If you don’t let hp go up, you’re going to have a lot of dead characters. When I read, stay the same, to me that means 1st level character hp is all you get, so I may be misunderstanding the premise. But if that’s the idea, your proposed mustard gas will just kill everyone. Even just using off the shelf monsters, they hit harder at higher levels; t2 monsters will wipe out characters with t1 hit points. Even with a high AC, lots of characters are going to die.

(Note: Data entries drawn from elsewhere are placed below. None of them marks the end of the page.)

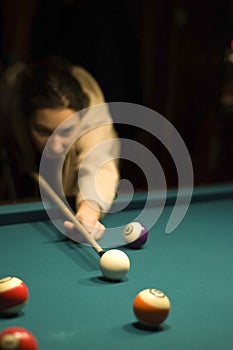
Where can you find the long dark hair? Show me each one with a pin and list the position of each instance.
(50, 84)
(45, 84)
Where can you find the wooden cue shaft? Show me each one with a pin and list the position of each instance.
(68, 213)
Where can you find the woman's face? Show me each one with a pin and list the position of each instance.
(43, 124)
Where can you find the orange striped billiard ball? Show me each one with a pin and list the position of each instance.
(17, 338)
(151, 307)
(13, 295)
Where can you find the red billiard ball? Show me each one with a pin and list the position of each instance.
(151, 307)
(13, 295)
(135, 235)
(17, 338)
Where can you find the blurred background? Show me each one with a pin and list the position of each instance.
(174, 56)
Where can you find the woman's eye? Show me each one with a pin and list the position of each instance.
(43, 131)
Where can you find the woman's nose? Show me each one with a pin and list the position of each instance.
(56, 144)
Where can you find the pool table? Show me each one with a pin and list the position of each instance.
(72, 307)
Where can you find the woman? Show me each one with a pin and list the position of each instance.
(38, 99)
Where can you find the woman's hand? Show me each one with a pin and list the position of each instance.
(88, 214)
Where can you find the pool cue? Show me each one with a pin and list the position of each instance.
(68, 213)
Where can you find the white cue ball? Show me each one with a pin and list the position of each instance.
(114, 264)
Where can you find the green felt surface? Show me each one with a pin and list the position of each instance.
(72, 307)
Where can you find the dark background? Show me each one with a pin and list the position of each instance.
(172, 56)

I agree there is something to be said about getting off the treadmill of we get stronger so they get stronger so we get stronger, but this idea just takes one side off that treadmill. Everyone will always be one crit away from death, and since they’ll bit crit roughly 1 time out of 20 attacks, you’re setting up a real meat grinder. It will end badly for the players.

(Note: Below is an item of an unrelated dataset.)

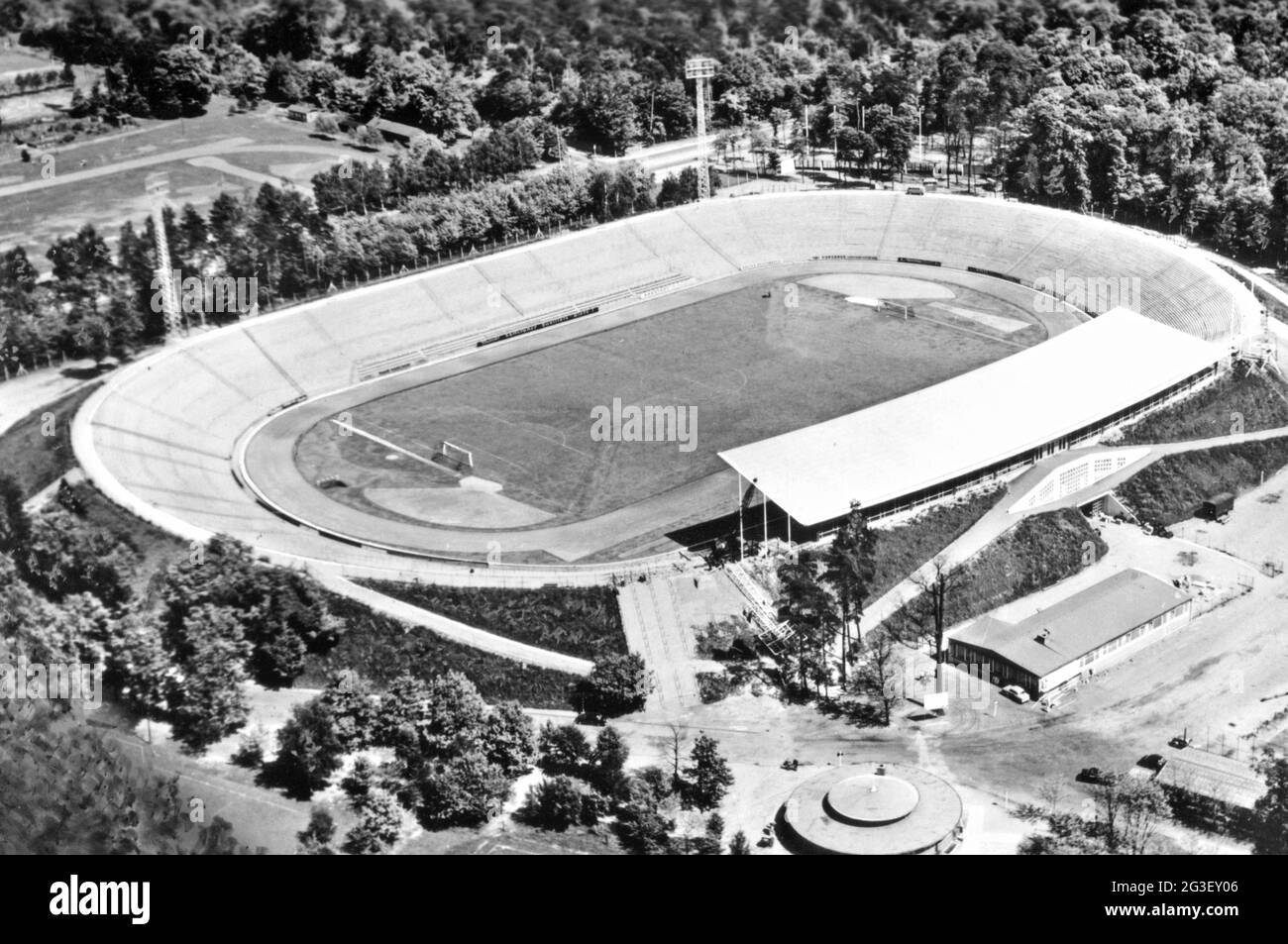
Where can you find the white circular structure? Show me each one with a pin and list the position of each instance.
(165, 437)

Adding in extra chances to miss with your firearm rules just hurts PCs, (any time you add randomness, it hurts PCs) in particular this hurts the martial types who are most likely to be using guns — a fireball or a firebolt will still just work.

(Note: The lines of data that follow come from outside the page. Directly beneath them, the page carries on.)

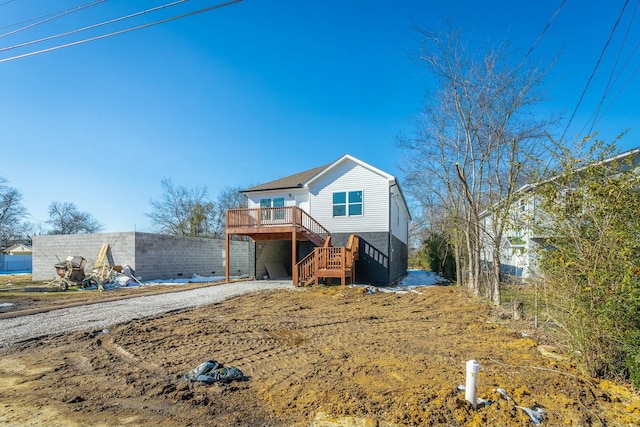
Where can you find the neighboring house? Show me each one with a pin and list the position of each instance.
(16, 258)
(318, 211)
(520, 241)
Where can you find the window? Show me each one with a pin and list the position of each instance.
(347, 203)
(278, 203)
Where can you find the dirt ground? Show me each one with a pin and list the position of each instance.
(319, 357)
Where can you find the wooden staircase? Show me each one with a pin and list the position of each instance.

There’s already suggested rules for increasing lethality and grittiness. Why not use those?
I have to agree with Davyd about it seeming like you’re trying to fit a square peg in a round hole here. There’s other systems that are going to be much closer to what you’re looking to do.
Or, at least, just make the setting without homebrewing in too much. Try and get there with just some reskinning. Call bows and crossbows various pistols and rifles, alchemist’s fire is an hand grenade, and call it a day. In the end the storytelling is what’s going to make it feel like a different setting, much more so than the game mechanics.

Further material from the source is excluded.